The Senate’s Draft Encryption Bill Is ‘Ludicrous, Dangerous, Technically Illiterate’

 The Senate’s Draft Encryption Bill Is ‘Ludicrous, Dangerous, Technically Illiterate’

On Thursday evening, the draft text of a bill called the “Compliance with Court Orders Act of 2016,” authored by offices of Senators Diane Feinstein and Richard Burr, was published online by the Hill.1 It’s a nine-page piece of legislation that would require people to comply with any authorized court order for data—and if that data is “unintelligible,” the legislation would demand that it be rendered “intelligible.” In other words, the bill would make illegal the sort of user-controlled encryption that’s in every modern iPhone, in all billion devices that run Whatsapp’s messaging service, and in dozens of other tech products. “This basically outlaws end-to-end encryption,” says Joseph Lorenzo Hall, chief technologist at the Center for Democracy and Technology. “It’s effectively the most anti-crypto bill of all anti-crypto bills.”

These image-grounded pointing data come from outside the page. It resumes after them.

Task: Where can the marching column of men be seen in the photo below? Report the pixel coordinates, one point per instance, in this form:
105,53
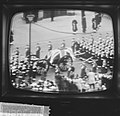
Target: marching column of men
99,53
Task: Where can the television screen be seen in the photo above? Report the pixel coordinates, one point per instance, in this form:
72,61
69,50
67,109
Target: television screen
61,50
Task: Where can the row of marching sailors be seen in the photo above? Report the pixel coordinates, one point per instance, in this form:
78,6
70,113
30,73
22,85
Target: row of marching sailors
91,81
85,50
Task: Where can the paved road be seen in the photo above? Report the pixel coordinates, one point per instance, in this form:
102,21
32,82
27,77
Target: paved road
56,31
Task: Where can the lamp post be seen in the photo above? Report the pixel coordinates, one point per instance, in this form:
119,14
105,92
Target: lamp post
30,19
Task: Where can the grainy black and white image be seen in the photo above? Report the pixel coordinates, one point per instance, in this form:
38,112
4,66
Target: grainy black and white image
61,51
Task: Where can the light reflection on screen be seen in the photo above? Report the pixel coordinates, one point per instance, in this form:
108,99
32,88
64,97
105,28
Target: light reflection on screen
61,50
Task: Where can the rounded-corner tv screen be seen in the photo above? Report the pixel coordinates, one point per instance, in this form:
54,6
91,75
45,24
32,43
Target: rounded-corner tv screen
61,50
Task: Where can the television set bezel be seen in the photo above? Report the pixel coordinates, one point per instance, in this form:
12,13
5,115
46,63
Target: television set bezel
9,93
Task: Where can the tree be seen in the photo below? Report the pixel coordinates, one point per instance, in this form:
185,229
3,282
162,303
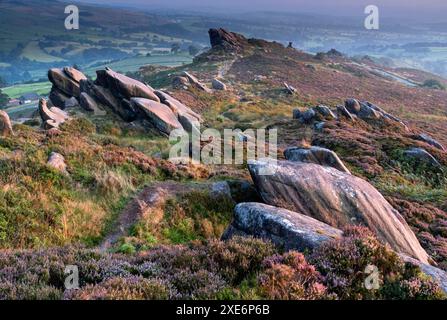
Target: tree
3,99
193,50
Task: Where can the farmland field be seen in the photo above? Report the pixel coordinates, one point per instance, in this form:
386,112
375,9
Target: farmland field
41,88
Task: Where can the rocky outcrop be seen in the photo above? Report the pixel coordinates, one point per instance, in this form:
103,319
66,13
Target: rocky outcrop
343,112
368,111
218,85
422,155
427,139
325,112
226,40
187,118
195,82
286,229
51,117
335,198
57,162
124,86
66,81
5,125
318,155
438,275
160,115
181,83
122,95
289,89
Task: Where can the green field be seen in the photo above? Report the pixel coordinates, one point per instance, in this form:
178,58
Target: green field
126,65
41,88
134,63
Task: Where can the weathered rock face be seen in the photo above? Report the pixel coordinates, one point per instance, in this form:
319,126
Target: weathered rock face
335,198
115,92
57,162
51,117
422,155
218,85
296,114
176,106
438,275
180,83
286,229
71,103
352,105
195,82
317,155
426,138
124,86
74,74
368,111
325,112
342,111
58,98
158,114
289,89
5,125
64,82
223,39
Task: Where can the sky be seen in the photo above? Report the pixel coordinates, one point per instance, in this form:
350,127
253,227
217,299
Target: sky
418,9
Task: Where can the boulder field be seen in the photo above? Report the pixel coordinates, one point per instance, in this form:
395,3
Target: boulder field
130,99
335,198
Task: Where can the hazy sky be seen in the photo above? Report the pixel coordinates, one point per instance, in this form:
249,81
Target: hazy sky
422,9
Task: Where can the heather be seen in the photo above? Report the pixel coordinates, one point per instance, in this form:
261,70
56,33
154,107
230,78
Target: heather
242,268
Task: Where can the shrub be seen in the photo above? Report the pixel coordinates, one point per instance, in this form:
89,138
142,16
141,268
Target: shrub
343,264
290,277
433,84
132,288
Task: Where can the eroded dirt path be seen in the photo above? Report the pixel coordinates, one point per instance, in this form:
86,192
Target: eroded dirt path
148,201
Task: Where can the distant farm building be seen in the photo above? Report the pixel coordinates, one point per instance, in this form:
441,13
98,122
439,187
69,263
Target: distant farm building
29,97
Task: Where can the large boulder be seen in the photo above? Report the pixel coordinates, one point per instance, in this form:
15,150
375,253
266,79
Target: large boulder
121,107
318,155
289,89
64,82
352,105
74,74
427,139
51,117
90,104
218,85
226,40
438,275
422,155
123,86
325,112
5,125
334,197
58,98
286,229
176,106
195,82
160,115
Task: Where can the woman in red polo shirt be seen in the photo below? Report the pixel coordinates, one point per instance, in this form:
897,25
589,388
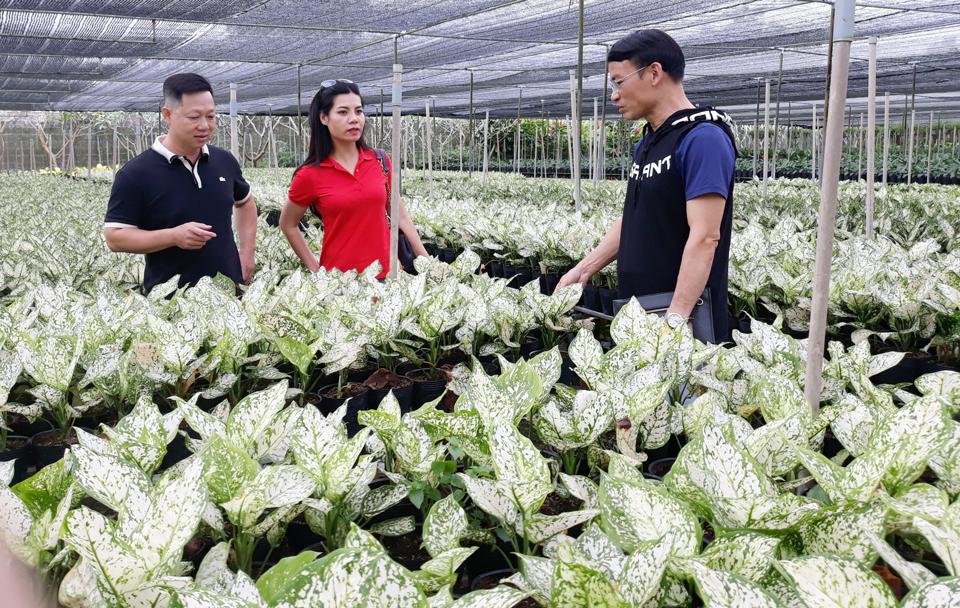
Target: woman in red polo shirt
344,181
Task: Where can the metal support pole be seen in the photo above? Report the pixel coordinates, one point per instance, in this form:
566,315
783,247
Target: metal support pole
871,132
913,120
234,144
886,135
273,145
430,148
776,120
517,141
90,154
396,104
766,135
813,144
843,36
756,132
929,147
486,149
470,161
578,116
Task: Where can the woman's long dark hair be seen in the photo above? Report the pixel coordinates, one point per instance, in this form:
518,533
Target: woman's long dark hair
321,144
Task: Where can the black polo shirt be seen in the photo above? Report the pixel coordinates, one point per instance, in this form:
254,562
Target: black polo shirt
159,189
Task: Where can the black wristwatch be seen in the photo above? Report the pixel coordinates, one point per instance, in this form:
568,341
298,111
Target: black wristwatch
674,320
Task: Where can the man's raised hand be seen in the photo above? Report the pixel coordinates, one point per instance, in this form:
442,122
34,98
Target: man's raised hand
192,235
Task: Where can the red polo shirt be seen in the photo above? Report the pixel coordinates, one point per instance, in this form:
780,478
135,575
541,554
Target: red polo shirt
353,207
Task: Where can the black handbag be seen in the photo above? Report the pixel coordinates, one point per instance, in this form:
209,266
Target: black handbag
701,318
405,253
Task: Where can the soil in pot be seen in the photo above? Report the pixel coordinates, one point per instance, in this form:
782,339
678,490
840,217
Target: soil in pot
358,394
607,296
591,297
428,384
19,449
382,381
554,504
50,446
407,550
661,467
489,580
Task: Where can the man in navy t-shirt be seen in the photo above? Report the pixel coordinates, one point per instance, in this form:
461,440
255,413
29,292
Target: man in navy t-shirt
674,235
177,201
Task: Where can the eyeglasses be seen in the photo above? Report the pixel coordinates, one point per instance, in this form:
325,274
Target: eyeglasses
616,83
330,83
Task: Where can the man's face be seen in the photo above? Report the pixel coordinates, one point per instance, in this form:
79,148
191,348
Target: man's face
633,98
191,124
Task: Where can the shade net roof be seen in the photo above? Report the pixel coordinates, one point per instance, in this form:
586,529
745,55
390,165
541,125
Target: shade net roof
113,55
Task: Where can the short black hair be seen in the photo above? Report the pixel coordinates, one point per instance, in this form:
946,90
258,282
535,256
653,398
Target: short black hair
178,85
644,47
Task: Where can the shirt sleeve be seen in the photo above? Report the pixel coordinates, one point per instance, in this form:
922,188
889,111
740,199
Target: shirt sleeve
705,159
241,189
126,206
302,191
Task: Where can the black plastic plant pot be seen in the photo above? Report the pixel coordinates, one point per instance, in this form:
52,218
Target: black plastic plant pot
659,468
548,283
47,449
607,296
354,405
19,449
490,579
404,395
591,297
428,384
524,276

Kevin Bankston, the director of the New America Foundation’s Open Technology Institute, goes even further: “I gotta say in my nearly 20 years of work in tech policy this is easily the most ludicrous, dangerous, technically illiterate proposal I’ve ever seen,” he says.

The bill, Hall and Bankston point out, doesn’t specifically suggest any sort of backdoored encryption or other means to even attempt to balance privacy and encryption, and actually claims to not require any particular design limitations on products. Instead, it states only that communications firms must provide unencrypted data to law enforcement or the means for law enforcement to grab that data themselves. “To uphold the rule of law and protect the security and interests of the United States, all persons receiving an authorized judicial order for information or data must provide, in a timely manner, responsive and intelligible information or data, or appropriate technical assistance to obtain such information or data.”